9 Eylül 2018 Pazar

İZMİR KIRIMI..


            Son gelişmeler İdlib’in, ilişkili lider güçler tarafından istemedikleri terörist gruplarını tasfiye edecekleri bir filtre gibi kullanılacağını ortaya koyuyor. Bu arada istemek ve istememekle kastedilen göreceli olduğu için adamına göre değişiyor. Ne ki her hâlükârda Türkiye’nin de Erdoğan Hükümetiyle içine düştüğü terör batağından yüzünün akıyla çıkamayacağı da, asla falcılık olmuyor.

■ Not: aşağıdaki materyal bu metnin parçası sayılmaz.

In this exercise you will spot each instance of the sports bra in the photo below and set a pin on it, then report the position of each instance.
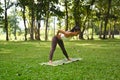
(63, 37)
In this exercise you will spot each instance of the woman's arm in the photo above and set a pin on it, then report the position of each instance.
(68, 34)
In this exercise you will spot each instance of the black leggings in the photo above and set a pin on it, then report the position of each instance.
(55, 40)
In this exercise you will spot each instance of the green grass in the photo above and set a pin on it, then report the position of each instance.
(20, 61)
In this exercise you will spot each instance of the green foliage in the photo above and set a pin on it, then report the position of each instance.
(20, 61)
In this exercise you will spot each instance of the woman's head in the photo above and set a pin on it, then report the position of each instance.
(74, 29)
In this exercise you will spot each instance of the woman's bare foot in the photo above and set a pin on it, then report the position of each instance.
(50, 62)
(69, 59)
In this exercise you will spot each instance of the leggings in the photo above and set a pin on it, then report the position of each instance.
(55, 40)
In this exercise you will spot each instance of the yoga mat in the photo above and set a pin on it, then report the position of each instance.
(61, 62)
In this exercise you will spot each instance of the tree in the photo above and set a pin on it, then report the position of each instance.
(23, 4)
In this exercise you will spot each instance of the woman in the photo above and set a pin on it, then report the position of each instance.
(58, 39)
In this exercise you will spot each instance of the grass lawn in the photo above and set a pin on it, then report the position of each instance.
(20, 61)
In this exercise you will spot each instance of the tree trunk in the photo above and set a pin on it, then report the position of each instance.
(39, 30)
(109, 31)
(100, 29)
(24, 19)
(92, 31)
(46, 28)
(32, 25)
(106, 19)
(6, 22)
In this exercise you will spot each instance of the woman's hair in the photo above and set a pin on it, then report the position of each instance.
(75, 28)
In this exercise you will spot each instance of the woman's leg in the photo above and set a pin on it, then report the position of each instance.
(53, 47)
(61, 44)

            İşte o zaman da masamızda ne bulacağımızı daha doğrusu umduğumuzu bulamayacağımızı kestirmek ise hiç zor değildir. Hele de mevcut ve dış siyaseti kenara koymuş bu kafayla ve aynı yöne doğru yapılan bu çılgın koşu sürdükçe. Uykularımızda bile karabasanlarla boğuşmadığımız gecemiz kalmadı artık. Bakalım devamlı haksızlığa uğrayan ve hırsından artık patlama noktasına gelmiş olan Dev, bir de ayağa kalkınca neler olacak.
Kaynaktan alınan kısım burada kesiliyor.